Annual Medicare Fraud:$60 Billion;

Annual Profits of Top 10 Insurance Companies:
$8 billion

"As 60 Minutes reported last week, Medicare fraud is rampant and has now replaced the cocaine (ahem) business as the major criminal activity in South Florida. Both 60 Minutes and the Washington Post report that Medicare fraud now costs American taxpayers roughly $60 billion a year. That may sound like a lot of money, but surely it pales next to the extraordinary profits of private insurance companies, right?

Well, let's see.... Last year, the profits of the ten largest insurance companies in America were just over $8 billion -- combined. No single insurance company made even five percent of what Medicare reportedly loses in fraud.

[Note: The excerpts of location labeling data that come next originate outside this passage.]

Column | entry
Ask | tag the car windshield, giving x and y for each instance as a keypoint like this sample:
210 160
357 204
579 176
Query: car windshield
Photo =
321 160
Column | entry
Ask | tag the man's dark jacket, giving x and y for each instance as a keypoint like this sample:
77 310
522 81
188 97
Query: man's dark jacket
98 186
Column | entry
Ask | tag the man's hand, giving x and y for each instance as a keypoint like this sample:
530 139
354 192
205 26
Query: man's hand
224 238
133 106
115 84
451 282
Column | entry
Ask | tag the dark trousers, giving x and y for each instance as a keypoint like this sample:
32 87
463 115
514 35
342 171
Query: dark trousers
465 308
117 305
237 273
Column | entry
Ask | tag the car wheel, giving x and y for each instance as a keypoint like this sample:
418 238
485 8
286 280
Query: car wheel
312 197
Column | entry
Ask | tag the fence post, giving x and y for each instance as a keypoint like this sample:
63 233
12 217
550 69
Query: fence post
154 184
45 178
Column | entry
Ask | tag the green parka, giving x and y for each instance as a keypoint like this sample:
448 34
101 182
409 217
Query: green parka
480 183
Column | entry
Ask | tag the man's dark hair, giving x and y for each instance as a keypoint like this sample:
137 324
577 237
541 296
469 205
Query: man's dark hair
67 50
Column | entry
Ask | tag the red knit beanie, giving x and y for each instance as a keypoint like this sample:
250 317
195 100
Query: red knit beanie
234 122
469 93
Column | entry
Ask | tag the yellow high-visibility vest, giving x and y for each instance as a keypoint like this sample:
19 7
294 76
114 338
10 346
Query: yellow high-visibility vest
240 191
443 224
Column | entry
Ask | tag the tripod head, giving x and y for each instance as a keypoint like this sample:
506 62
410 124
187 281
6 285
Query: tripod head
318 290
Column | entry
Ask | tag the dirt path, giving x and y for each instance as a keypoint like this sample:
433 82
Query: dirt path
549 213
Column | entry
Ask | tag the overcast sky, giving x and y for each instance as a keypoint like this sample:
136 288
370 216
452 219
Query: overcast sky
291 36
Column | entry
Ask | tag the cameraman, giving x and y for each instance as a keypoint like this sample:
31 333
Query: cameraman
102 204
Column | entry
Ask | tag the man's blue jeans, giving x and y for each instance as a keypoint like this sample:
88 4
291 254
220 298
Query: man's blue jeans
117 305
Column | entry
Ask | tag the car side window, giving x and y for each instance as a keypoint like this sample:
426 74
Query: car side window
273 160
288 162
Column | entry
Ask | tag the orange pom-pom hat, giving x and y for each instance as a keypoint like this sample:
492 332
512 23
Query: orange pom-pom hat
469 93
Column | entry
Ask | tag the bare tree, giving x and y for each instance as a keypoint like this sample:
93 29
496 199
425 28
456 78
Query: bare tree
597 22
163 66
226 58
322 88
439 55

While we're making comparisons, in its real first ten years (2014-23), the Senate Finance Committee bill would cost $1.7 trillion. At the rate of last year's profits, the combined ten-year profits of America's ten largest insurance companies would be $83 billion -- five percent of the costs of the Senate Finance Committee bill. Eighty-three billion dollars may not buy you much in comparison with BaucusCare, but -- on the bright side -- that ten-year tally is somewhat more than what Medicare loses each year in fraud.

So, the next time someone alleges that government-run health care is cheaper because of "lower administrative costs" -- a truly preposterous claim on its surface -- these numbers would be good ones to have at the ready:$60 billion in annual Medicare fraud,$8 billion in combined annual profits for America's ten largest insurance companies.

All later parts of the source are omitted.